Attorney Steve Schleicher gave the best defense closing. His client (Said Farah) was acquitted. I thought if Farah had the funds to pay Schleicher’s hourly rate the government must have left a lot of cash on the table when it executed its warrant on defendants’ premises in January 2022.

Of all the defendants, it seemed to me that that Hayat Nur was the likeliest to be acquitted. She came across as something of a bit player. Her brother — Abdiaziz Farah — not so much. In the event, however, the jury convicted her on three of the five charges against her. Her guilty brother was also convicted of passport fraud. He seems not to have planned on sticking around town after the 2022 FBI raid.
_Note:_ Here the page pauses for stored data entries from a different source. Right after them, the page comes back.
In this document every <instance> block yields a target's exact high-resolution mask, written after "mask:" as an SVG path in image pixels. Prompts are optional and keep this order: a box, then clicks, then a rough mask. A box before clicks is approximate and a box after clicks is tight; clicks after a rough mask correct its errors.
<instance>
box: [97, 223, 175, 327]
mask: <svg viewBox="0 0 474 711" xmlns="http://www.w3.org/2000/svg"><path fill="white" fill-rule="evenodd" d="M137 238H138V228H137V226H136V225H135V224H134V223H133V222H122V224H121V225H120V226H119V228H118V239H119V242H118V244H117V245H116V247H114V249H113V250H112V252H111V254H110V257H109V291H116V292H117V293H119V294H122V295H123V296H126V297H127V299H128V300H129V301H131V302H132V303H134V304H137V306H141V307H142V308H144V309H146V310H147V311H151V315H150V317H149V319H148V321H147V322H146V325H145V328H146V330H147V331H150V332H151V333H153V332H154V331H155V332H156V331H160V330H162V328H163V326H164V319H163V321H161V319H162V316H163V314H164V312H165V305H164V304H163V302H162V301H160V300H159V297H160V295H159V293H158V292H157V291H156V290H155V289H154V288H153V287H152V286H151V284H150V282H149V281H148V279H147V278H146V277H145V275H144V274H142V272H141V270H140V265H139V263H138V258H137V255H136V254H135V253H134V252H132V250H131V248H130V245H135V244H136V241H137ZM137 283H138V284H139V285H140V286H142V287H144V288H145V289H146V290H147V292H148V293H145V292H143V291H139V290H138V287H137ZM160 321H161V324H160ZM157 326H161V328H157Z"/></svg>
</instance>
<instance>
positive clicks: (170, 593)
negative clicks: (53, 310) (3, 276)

Only one of the seven defendants testified at trial. That was Muktar Shariff. I found him to be a cold-blooded liar with a pat series of disclaimers seeking to exculpate himself from his obvious fraud. I would have been distraught if he had been acquitted.
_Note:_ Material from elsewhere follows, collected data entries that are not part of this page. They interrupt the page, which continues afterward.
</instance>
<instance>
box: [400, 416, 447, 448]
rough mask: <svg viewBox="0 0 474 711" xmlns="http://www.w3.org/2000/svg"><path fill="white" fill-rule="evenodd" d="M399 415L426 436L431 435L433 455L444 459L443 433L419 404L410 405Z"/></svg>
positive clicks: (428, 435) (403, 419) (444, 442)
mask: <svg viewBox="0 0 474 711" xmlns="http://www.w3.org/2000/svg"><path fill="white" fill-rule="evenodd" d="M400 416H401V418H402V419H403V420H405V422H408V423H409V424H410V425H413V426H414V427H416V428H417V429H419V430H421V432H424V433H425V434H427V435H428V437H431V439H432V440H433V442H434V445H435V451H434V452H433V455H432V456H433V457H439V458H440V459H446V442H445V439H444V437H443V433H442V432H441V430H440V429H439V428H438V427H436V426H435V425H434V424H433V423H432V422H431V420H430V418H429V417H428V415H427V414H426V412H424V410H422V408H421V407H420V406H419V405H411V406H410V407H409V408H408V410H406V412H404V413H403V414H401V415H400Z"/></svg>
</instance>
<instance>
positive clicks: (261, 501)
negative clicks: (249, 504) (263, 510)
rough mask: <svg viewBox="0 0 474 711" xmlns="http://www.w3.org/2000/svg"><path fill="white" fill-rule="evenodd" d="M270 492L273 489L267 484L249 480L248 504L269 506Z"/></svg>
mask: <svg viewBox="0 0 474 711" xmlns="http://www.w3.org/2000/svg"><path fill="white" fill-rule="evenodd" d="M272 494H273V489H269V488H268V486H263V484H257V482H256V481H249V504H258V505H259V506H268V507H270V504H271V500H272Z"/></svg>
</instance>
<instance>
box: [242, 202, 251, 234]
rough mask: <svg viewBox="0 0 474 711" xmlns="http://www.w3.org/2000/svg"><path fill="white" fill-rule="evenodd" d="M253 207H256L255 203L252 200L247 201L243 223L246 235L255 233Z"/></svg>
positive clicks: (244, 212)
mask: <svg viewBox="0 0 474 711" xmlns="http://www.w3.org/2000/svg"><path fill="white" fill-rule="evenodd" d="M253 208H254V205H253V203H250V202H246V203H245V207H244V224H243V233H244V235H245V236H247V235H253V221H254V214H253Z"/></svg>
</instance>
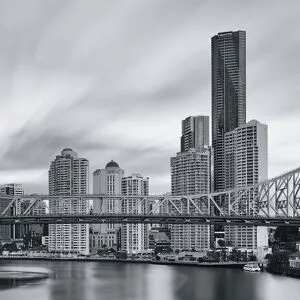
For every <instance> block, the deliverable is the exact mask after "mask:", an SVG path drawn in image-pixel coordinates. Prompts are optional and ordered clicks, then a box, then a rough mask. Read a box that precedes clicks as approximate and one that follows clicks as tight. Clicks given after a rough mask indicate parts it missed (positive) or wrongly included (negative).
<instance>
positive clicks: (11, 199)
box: [0, 168, 300, 226]
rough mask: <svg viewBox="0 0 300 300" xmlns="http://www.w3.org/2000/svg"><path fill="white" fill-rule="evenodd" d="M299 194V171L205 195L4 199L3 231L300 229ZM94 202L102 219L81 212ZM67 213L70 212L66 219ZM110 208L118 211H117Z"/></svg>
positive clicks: (33, 195)
mask: <svg viewBox="0 0 300 300" xmlns="http://www.w3.org/2000/svg"><path fill="white" fill-rule="evenodd" d="M299 190H300V168H297V169H295V170H292V171H290V172H287V173H285V174H283V175H280V176H277V177H275V178H272V179H269V180H265V181H263V182H260V183H258V184H254V185H251V186H245V187H238V188H235V189H232V190H224V191H220V192H216V193H210V194H200V195H182V196H171V195H150V196H132V195H126V196H124V195H113V196H109V195H60V196H50V195H22V196H0V201H6V202H7V206H6V207H5V209H3V210H2V212H1V213H0V225H9V224H10V225H11V224H37V223H38V224H44V223H45V224H46V223H47V224H70V223H83V224H87V223H92V224H95V223H121V224H122V223H125V224H126V223H145V224H147V223H150V224H207V225H213V224H225V225H243V226H278V225H290V226H300V195H299V194H300V192H299ZM91 200H93V201H94V203H95V202H96V201H99V204H98V206H99V211H97V214H96V213H94V212H92V211H89V210H88V209H86V211H85V213H83V212H82V210H78V207H82V205H83V204H86V203H89V201H91ZM41 202H43V203H47V204H48V203H49V209H48V212H46V213H44V214H41V213H38V209H37V208H38V205H39V204H40V203H41ZM60 203H62V204H63V206H62V207H60V206H59V205H60ZM25 204H26V205H25ZM22 205H23V207H24V208H23V210H22V209H21V207H22ZM59 207H60V208H59ZM66 207H67V208H69V210H68V212H67V213H64V212H63V211H64V208H66ZM85 207H88V205H85ZM107 207H113V211H110V210H109V209H107ZM70 211H71V213H70Z"/></svg>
Matt Sepic covered the trial for Minnesota Public Radio. MPR (Sepic, I assume) has a good summary of Thompson’s cross-examination of Shariff in his post-verdict retrospective here.
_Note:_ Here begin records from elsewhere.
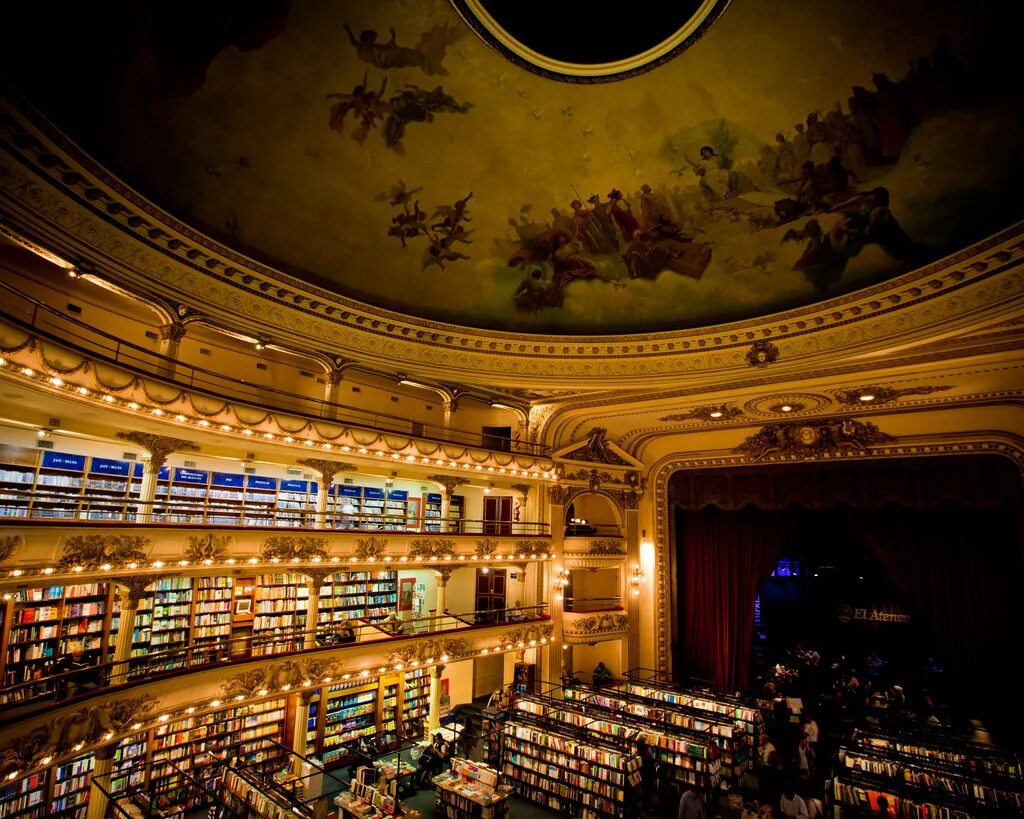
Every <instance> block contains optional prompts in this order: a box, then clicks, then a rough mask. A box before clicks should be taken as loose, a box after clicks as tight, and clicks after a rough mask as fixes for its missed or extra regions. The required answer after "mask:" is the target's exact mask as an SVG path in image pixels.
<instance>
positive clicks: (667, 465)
mask: <svg viewBox="0 0 1024 819" xmlns="http://www.w3.org/2000/svg"><path fill="white" fill-rule="evenodd" d="M957 454H961V455H1001V456H1005V457H1007V458H1009V459H1010V460H1012V461H1013V462H1014V463H1015V464H1016V465H1017V468H1018V469H1019V470H1020V471H1021V473H1022V474H1024V445H1022V444H1021V442H1020V441H1019V440H1015V441H1013V442H1010V441H1007V440H1002V439H998V438H982V437H980V436H976V435H973V434H968V435H967V436H966V437H965V438H964V439H962V440H938V441H936V440H930V441H928V442H925V443H912V442H906V441H905V440H902V439H901V440H900V442H899V443H892V444H889V445H883V446H877V447H873V448H872V449H871V450H870V454H869V455H863V454H859V452H848V454H843V457H848V458H853V459H860V458H868V457H870V458H913V457H920V456H930V455H935V456H947V455H957ZM749 465H750V461H749V460H746V459H744V458H741V457H735V456H732V457H726V458H692V459H677V460H673V461H665V462H663V463H662V464H659V465H658V466H657V468H656V473H655V477H654V479H653V480H654V554H655V559H654V574H655V584H654V586H655V595H656V600H655V605H654V626H655V631H654V638H655V651H656V658H655V667H657V669H659V670H663V671H671V670H672V657H671V656H670V637H669V636H670V631H671V627H670V617H671V616H672V613H673V612H672V598H671V590H672V587H673V579H672V578H671V577H670V576H669V568H670V549H671V534H670V525H669V521H670V516H671V514H672V508H671V506H670V504H669V479H670V478H671V477H672V474H673V473H674V472H676V471H678V470H691V469H701V468H707V467H720V468H726V467H731V466H749Z"/></svg>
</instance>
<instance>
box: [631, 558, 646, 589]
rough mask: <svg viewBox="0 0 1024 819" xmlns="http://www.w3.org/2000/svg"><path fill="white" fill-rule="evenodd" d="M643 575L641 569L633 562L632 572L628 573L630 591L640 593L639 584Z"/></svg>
mask: <svg viewBox="0 0 1024 819" xmlns="http://www.w3.org/2000/svg"><path fill="white" fill-rule="evenodd" d="M644 579H645V577H644V575H643V569H642V568H640V566H639V565H637V564H636V563H634V564H633V573H632V574H630V591H631V592H632V593H633V594H634V595H637V596H639V595H640V584H642V583H643V581H644Z"/></svg>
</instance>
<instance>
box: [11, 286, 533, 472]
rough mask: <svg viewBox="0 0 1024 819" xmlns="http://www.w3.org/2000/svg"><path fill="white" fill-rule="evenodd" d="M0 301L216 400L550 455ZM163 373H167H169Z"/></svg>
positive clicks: (35, 329)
Bloomington’s Dar Al-Farooq Islamic Center was Shariff’s initial base of operations. Dar A-Farooq was also the scene for some of the defendants’ planning to join ISIS in the 2016 terrorism trial that I reported on daily in my “‘Minnesota men’ go to trial” series on Power Line. The two cases crossed over at Dar Al-Farooq.

The government held a post-verdict press conference this afternoon and issued a statement on the jury’s verdict. Here is the office’s written statement on each of the convicted defendants:

• Abdiaziz Shafii Farah, of Savage, Minnesota, was convicted of one count of conspiracy to commit wire fraud, six counts of wire fraud, one count of conspiracy to commit federal programs bribery, two counts of federal programs bribery, one count of conspiracy to commit money laundering, 11 counts of money laundering, and one count of false statements in a passport application. Abdiaziz Farah was an owner and operator of Empire Cuisine and Market LLC, a for-profit restaurant that participated in the scheme as a site, as a vendor for other sites, and as an entity to launder fraudulent proceeds. Empire Cuisine and Market and other affiliated sites received more than $28 million in fraudulent Federal Child Nutrition Program funds.

• Mohamed Jama Ismail, of Savage, Minnesota, was convicted of one count of conspiracy to commit wire fraud, one count of conspiracy to commit money laundering, and one count of money laundering. Ismail was an owner and operator of Empire Cuisine and Market LLC, a for-profit restaurant that participated in the scheme as a site, as a vendor for other sites, and as an entity to launder fraudulent proceeds. Empire Cuisine and Market and other affiliated sites received more than $28 million in fraudulent Federal Child Nutrition Program funds.

• Abdimajid Mohamed Nur, of Shakopee, Minnesota, was convicted of one count of conspiracy to commit wire fraud, four counts of wire fraud, one count of conspiracy to commit money laundering, and four counts of money laundering. Abdimajid Nur created Nur Consulting LLC to receive and launder Federal Child Nutrition Program funds from Empire Cuisine and Market, ThinkTechAct, and other entities involved in the scheme.

• Mukhtar Mohamed Shariff, of Bloomington, Minnesota, was convicted of one count of conspiracy to commit wire fraud, one count of wire fraud, one count of conspiracy to commit money laundering, and one count of money laundering. Shariff was the chief executive officer of Afrique Hospitality Group, a company used to fraudulent obtain and launder Federal Child Nutrition Program funds.

• Hayat Mohamed Nur, of Eden Prairie, Minnesota, was convicted of one count of conspiracy to commit wire fraud and two counts of wire fraud. Hayat Nur, the sister of Abdimajid Nur, participated in the scheme by creating and submitting fraudulent meal count sheets, attendance rosters, and invoices.

Below is video of prosecutor Joe Thompson’s statement at the press conference following the verdict this afternoon. Thompson is an excellent attorney. Among other things, he has the gift of bite and sarcasm without being the least bit grating or abrasive. I think he and his team deserve congratulations for the result in this case.